LTE is based on GSM, that's why it uses sim cards.

No idea, In fact, I'm a little pissed at these security researchers who would announce something like this and knowingly get people worked up, then not tell anyone if they are affected or not or how to check.

All to promote their talk at Black Hat. It seems like they have lost their priorities a little bit.

I disagree with this. They have published enough information about the exploit for carriers to be able to come forward and say "our cards are not affected" (as a number of German carriers have already done. Push your carrier to find out how your sim card is encrypted and whether or not their sim cards do indeed respond to OTAs with an invalid signature which the condition for this to work in the first place. We don't even know what it takes to get that information if all you have is your phone, and neither do you if I understand you correctly. So no need to be pissed. :)

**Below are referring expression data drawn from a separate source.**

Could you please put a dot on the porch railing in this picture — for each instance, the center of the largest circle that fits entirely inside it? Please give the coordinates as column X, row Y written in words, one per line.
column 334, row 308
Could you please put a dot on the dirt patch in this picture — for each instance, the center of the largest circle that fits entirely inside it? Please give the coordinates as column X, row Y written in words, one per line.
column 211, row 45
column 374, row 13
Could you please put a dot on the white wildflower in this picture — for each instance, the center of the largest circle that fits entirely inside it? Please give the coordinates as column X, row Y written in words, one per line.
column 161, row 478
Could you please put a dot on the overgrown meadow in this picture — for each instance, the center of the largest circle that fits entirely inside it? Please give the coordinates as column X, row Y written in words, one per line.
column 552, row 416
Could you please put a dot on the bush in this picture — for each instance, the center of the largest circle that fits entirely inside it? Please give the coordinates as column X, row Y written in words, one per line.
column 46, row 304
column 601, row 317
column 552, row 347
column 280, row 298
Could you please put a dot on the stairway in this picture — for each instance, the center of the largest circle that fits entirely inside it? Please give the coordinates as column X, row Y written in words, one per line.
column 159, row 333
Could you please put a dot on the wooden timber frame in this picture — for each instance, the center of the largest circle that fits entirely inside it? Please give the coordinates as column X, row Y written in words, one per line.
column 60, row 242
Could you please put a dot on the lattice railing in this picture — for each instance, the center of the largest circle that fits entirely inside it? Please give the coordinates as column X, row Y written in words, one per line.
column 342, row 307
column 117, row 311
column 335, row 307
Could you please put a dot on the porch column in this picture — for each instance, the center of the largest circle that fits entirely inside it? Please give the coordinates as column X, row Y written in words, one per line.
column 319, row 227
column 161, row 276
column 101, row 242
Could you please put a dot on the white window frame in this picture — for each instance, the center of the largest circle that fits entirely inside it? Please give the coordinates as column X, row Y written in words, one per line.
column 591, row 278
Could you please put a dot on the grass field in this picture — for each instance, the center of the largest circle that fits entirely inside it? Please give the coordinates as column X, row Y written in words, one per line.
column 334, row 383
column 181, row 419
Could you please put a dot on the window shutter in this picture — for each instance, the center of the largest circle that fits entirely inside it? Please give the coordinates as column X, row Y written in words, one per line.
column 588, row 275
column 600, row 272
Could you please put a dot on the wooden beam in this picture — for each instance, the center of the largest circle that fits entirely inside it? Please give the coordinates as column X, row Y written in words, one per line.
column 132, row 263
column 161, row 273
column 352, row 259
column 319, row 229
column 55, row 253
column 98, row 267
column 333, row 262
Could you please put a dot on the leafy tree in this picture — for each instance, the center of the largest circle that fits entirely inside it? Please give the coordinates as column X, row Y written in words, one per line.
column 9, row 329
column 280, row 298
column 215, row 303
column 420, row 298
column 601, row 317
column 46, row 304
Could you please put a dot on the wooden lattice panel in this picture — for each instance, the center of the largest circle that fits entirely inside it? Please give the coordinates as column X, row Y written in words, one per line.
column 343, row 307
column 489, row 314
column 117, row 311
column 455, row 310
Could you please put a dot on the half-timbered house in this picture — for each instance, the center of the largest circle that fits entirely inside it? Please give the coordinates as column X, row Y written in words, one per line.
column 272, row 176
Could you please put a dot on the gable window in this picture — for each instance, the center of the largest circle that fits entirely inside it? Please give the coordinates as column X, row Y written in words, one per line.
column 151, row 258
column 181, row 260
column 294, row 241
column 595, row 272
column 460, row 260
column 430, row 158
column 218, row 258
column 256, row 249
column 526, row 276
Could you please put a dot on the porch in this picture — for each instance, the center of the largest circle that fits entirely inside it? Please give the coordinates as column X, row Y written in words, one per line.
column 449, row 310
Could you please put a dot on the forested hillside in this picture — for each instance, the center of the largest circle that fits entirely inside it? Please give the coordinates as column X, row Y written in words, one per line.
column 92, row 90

The difference is I'm not sending out press releases telling people that 500 million users cell phones are able to be hacked but you have to wait for my speech in Las Vegas to find out more.

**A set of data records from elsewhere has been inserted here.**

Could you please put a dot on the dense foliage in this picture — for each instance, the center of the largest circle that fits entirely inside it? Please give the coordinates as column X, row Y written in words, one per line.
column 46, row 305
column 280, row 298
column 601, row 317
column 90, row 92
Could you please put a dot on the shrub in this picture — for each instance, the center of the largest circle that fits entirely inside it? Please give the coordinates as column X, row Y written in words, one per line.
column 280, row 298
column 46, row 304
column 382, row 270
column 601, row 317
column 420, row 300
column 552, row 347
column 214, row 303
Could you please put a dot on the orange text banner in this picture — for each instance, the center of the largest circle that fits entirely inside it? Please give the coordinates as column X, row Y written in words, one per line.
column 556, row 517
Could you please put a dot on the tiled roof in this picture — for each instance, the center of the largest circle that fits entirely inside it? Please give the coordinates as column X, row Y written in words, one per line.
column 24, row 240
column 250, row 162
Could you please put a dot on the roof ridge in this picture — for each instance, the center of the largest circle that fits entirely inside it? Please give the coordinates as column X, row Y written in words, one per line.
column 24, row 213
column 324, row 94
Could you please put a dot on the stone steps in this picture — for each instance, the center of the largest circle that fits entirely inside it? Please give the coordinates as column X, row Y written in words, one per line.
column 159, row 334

Fearmongering for the sake of publicity is dead wrong.

Jerry, as always, is the voice of reason. I'm more than a little disappointed at a security company trying to squeeze a few more dollars/yen/pounds/euros off of the back of healthy paranoia.

From what I read, it's not just that the SIM uses single DES keys, but also that the SIM software returns a cryptographic checksum of the encrypted error message. They said 90% of the SIMs they tested didn't return a checksum, which means there's nothing available to validate their brute force attack against. And even if the checksum is returned, the checksum isn't very revealing by itself. They'd have to accumulate thousands of encrypted data and checksum combinations, and then brute force try to decrypt each piece of data with one of 2^54 (18 quadrillion) different key values to find the one that works.

So it's not like 500 million SIMs have been compromised. It's that 500 million SIMs are apparently susceptible to this attack. So IF your SIM uses single DES keys, and IF it returns checksums on errors, and IF an attacker targets you specifically and decides it's worth dedicating the procsesing power to trying to crack your key, THEN you've got something to worry about. Let's just say, I'm not losing any sleep over it.

Side note: it's not that single DES is flawed. It's that technology now allows us to easily brute force attack it. The same will eventually be true for triple DES and even AES keys. For example, NIST recommends that triple DES only be used up until 2030.

Im pretty sure of the 500 million of the 7 billion ever made are really old cards and probably not in your S4 or HTC One.